If you’re a New Orleanian, you may want to go buy a pack of smokes and head to the bar because a smoking prohibition is most likely on its way into the Big Easy.
Under the guise of “public health,” New Orleans City Councilwomen Latoya Cantrell (D) and Susan Guidry (D) an ordinance which would ban smoking in all public places in the city, forcing businesses and bars to comply or else be fined.
The ban is not necessary at all, as business owners and bars can decide these issues for themselves. And already, there are over 100 businesses in the city which have banned smoking, so a smoking ban on businesses who want to run their business how they like is beyond overreaching.
Also, forget about smoking in public parks, etc. You’re likely to get hit with a fine if this policy is approved.
In typical, Louisiana liberal fashion, the smoking ban ordinance has received approval and praise from Louisiana Democratic Party Chairwoman Karen Carter Peterson.

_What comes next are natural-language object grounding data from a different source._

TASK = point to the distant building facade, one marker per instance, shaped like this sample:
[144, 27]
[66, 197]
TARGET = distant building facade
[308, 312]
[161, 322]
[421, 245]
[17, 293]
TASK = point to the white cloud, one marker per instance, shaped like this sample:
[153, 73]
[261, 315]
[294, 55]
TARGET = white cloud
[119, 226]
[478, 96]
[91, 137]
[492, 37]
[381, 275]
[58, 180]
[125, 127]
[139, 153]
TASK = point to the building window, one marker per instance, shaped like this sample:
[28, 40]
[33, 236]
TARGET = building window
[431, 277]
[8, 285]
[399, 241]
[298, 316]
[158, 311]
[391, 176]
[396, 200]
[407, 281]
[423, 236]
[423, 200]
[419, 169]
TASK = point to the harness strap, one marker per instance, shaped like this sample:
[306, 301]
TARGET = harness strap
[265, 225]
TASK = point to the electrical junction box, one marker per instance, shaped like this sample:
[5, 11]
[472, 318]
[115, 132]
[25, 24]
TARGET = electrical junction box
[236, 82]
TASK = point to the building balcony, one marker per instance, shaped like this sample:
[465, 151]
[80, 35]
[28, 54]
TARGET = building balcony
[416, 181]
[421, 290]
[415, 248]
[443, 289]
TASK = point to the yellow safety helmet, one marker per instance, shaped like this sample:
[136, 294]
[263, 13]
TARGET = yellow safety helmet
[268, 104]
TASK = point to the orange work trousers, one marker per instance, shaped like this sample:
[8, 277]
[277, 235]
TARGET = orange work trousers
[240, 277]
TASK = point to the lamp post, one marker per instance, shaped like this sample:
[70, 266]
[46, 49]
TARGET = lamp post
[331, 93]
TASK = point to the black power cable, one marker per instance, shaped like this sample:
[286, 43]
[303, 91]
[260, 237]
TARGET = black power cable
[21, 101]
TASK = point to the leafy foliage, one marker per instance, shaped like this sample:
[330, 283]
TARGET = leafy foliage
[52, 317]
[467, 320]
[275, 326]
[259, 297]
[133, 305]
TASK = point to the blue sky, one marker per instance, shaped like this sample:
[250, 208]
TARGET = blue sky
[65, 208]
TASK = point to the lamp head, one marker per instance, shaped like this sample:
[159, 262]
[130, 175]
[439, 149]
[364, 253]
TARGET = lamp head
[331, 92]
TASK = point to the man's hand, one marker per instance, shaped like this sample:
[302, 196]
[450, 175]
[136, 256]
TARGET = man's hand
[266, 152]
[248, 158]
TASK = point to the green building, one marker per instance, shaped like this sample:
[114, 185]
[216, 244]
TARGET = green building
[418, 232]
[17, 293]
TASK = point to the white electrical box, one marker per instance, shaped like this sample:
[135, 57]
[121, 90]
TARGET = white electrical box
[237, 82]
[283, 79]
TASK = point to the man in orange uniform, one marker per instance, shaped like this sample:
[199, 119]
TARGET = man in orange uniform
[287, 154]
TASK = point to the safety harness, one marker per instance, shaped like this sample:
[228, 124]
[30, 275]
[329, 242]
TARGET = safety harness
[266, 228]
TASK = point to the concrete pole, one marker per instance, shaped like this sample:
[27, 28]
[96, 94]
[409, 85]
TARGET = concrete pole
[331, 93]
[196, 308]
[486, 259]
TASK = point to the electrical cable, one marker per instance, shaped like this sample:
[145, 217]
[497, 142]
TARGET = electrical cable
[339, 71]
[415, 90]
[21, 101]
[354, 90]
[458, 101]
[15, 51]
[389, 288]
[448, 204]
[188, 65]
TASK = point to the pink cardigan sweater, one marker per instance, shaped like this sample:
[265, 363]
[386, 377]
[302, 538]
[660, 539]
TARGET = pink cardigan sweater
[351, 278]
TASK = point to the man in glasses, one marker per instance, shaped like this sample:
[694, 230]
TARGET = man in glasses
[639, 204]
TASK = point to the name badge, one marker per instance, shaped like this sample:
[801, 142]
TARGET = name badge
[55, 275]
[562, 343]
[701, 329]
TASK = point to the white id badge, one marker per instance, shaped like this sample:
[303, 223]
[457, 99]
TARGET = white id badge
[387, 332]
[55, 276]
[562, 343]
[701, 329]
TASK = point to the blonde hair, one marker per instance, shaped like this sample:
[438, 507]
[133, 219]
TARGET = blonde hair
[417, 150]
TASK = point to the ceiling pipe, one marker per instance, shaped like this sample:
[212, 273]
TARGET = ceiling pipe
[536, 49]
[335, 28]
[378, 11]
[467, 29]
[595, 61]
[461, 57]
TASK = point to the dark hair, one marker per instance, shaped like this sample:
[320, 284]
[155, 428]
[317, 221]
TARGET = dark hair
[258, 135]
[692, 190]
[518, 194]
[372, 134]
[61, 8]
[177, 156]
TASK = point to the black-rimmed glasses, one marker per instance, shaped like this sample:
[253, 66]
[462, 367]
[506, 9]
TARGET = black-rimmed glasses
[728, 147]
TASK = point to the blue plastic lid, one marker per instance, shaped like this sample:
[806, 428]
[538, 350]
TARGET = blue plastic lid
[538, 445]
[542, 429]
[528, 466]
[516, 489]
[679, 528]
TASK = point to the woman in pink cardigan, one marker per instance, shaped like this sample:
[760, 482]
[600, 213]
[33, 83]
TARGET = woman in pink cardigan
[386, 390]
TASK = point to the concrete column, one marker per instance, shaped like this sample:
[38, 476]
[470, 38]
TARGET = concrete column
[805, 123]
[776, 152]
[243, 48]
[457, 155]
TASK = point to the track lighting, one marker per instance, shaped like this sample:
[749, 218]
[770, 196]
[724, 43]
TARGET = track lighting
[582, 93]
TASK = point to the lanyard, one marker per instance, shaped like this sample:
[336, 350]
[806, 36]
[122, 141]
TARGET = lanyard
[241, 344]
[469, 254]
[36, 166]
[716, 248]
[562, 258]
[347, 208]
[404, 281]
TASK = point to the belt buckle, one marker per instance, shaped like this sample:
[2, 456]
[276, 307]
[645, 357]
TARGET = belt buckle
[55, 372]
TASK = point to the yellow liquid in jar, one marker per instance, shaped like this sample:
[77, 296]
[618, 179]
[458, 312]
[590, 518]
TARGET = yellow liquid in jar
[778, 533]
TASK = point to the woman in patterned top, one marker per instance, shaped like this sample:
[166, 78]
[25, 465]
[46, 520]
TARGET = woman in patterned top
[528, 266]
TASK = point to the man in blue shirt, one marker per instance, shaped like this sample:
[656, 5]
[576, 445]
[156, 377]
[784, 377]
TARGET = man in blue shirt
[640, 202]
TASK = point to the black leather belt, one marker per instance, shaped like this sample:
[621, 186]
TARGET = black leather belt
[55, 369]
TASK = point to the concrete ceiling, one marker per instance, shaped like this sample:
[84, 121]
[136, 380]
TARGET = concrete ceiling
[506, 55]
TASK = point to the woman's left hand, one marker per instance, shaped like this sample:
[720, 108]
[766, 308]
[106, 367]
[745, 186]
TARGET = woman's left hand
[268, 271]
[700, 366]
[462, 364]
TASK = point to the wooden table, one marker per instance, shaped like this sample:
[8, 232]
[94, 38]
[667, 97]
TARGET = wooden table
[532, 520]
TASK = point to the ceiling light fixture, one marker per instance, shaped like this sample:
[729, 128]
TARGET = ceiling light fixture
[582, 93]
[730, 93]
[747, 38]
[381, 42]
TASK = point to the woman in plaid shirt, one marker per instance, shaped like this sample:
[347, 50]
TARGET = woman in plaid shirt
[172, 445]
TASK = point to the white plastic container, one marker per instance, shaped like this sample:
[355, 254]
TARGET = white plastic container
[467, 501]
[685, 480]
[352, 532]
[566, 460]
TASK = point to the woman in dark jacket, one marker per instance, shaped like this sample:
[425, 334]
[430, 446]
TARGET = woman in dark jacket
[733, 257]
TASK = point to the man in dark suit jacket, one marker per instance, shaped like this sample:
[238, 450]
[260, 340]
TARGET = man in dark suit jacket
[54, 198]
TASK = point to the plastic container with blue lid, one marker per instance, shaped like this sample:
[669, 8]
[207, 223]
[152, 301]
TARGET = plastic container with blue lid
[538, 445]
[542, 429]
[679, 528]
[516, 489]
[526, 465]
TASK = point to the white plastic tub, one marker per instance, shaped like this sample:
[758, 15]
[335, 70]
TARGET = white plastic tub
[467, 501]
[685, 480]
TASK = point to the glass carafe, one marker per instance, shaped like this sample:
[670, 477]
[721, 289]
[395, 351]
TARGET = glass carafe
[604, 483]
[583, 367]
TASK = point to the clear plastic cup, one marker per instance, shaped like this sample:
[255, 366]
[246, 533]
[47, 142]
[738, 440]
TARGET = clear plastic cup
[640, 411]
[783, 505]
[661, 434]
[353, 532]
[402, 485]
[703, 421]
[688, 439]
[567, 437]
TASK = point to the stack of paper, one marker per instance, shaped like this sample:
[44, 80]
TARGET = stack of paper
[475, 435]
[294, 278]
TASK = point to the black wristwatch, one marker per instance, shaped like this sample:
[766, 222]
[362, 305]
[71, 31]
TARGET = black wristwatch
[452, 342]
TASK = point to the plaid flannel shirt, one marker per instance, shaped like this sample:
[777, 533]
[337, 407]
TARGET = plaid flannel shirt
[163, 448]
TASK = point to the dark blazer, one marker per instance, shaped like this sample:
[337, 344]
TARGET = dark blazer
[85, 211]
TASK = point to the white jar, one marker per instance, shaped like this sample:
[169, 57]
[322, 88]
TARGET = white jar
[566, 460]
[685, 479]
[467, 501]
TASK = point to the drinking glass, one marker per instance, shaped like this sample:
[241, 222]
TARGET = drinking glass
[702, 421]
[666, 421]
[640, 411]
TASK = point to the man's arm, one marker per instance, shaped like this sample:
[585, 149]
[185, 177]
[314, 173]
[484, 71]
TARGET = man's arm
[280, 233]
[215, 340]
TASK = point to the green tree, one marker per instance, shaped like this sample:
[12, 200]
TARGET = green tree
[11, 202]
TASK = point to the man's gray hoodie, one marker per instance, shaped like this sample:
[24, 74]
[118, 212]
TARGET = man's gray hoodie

Mayor Mitch Landrieu, we suspect, is also on board with the ordinance considering he attempted a plan which failed three times and would have tripled the city’s current tobacco tax rate, taking it from 36 cents per pack to $1.11 per pack.
Currently, the city of New Orleans is known for its lax, Laissez–faire smoking and alcohol regulations. But, with the new ‘nanny-state’ smoking ordinance, the city will become just another pit of liberal regulations where businesses and individuals are told what to do and what not to do.
While many business owners in the French Quarter are staunchly against the ordinance, the Louisiana State Police released data weeks ago which outlined the kind of economic impact a smokeless New Orleans would have on the city’s tourism-driven economy.
The state police report says New Orleans will lose $86 million in two years in revenue if a smoking ban ordinance is passed by the Metropolitan City Council.
To be exact, the state police report concluded that in two years New Orleans would lose $86.4 million from gaming revenue sources and another $17.4 million in fees.
The report is solely based on projections in other states, which have seen a decrease in revenue thanks to overreaching smoking ban ordinances.
For instance, in Delaware, the state police said the state saw a 12 percent decrease in revenue after a smoking ban was enacted. And in Atlantic City, a 24 percent decrease has taken place over two years thanks to a smoking ban.
Already, Louisiana’s revenue is down 24 percent from a 2007 state-wide smoking ban in all restaurants. And for bars and hotels, revenue is down 10 percent since 2007, according to the state police report.
Enforcing the smoking ban, the New Orleans City Council has chosen Landrieu’s unarmed “NOLA Patrol,” which the mayor has poured nearly $1 million into to enforce ordinance codes and stop traffic offenders.